Jürgen Draeger sitzt auf einem mit rotem Samt bezogenen Sofa, das einst Zarah Leander gehörte, in seiner Wohnung in Berlin-Mitte am Monbijouxpark, 220 Quadratmeter groß. (…) So nachzulesen im Beitrag von Björn Stephan im SZ-Magazin (April 2018). Das erinnert mich an meine erste Begegnung mit Jürgen Draeger, 2004. Damals traute ich mich kaum, am Ende jener dunkelroten Polster Platz zu nehmen, auf denen Jahrzehnte zuvor die legendäre Zarah zu ruhen pflegte 😉 Nach Berlin geführt hatte mich die Recherche zu meinem Historical „Kann denn Liebe Sünde sein? – Bruno Balz“. Geplant war lediglich ein Zeitzeugen-Interview mit Jürgen Draeger, als Grundlage für ein Musikportrait.

Beim Abhören des Gespräch-Mitschnitts, der nur als Gedächtnisstütze hätte dienen sollen, stellte ich fest, wie sehr Jürgen Draegers Schilderungen fesselten!

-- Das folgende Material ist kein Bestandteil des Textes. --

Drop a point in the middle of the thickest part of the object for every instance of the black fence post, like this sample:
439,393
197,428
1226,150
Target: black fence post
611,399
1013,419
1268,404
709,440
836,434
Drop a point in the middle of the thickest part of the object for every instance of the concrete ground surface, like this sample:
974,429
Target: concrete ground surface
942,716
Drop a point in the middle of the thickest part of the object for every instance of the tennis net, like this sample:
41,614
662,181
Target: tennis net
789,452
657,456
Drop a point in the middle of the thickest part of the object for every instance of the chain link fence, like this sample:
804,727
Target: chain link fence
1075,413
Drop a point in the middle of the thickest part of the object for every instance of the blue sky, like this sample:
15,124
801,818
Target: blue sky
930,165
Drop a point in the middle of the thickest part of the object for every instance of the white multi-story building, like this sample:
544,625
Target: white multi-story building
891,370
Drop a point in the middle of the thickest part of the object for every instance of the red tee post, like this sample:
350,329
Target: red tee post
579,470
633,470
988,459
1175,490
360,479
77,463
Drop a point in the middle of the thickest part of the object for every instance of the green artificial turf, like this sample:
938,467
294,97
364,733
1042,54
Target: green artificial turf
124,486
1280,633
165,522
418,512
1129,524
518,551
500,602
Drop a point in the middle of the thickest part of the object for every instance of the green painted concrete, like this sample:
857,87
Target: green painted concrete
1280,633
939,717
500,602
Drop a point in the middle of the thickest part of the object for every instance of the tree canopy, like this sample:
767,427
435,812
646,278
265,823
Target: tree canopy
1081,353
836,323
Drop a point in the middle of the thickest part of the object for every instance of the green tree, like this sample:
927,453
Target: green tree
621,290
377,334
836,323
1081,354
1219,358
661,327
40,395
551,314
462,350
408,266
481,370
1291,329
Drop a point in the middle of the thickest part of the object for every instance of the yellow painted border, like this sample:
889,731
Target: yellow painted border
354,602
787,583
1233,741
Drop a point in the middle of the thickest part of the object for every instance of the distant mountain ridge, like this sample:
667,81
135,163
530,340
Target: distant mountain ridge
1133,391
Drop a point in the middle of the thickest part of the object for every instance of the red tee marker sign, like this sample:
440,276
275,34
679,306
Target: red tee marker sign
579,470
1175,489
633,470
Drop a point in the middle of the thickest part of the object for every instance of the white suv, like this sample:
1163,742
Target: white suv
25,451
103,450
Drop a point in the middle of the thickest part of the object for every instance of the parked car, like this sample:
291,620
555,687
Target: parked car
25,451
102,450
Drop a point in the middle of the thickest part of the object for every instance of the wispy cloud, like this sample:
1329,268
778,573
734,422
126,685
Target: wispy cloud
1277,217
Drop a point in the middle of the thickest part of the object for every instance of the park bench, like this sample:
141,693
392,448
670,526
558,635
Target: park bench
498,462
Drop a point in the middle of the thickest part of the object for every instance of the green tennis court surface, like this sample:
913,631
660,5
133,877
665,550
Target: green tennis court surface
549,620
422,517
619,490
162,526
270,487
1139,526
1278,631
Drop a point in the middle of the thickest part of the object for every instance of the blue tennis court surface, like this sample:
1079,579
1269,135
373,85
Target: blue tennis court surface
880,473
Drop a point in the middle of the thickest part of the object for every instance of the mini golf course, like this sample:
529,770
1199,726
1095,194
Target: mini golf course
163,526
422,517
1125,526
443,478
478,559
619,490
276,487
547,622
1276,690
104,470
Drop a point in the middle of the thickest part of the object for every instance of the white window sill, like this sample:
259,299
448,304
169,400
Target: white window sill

So sehr, dass ich sie nicht nur in das Skript abtippte, sondern auch gleich, in Form von O-Ton-Einblendungen, in die Produktion integrierte. Nicht immer weisen diese Tondateien Runfunk-Qualität auf, da sie aber spontan entstanden, bilden sie auf wahrhaftige Weise ein bis dahin beinahe unbekanntes Kapitel deutscher Kulturgeschichte ab: Der Überlebenskampf eines homosexuellen Künstlers, sowohl im Dritten Reich, als auch noch in der Adenauer-Ära, in der Homosexualität, laut Paragraph 175, weiterhin unter Strafe stand!
Verwoben mit Bildcollagen aus dem umfassenden Bild- und Dokumente-Material, das Jürgen Draeger mir zur Verfügung stellte, entstand ein farbiger Multimedia-Teil, den ich mit Textvortrag und vor allem mit zahlreichen Livesongs aus dem umfassenden Repertoire von Bruno Balz kombinierte.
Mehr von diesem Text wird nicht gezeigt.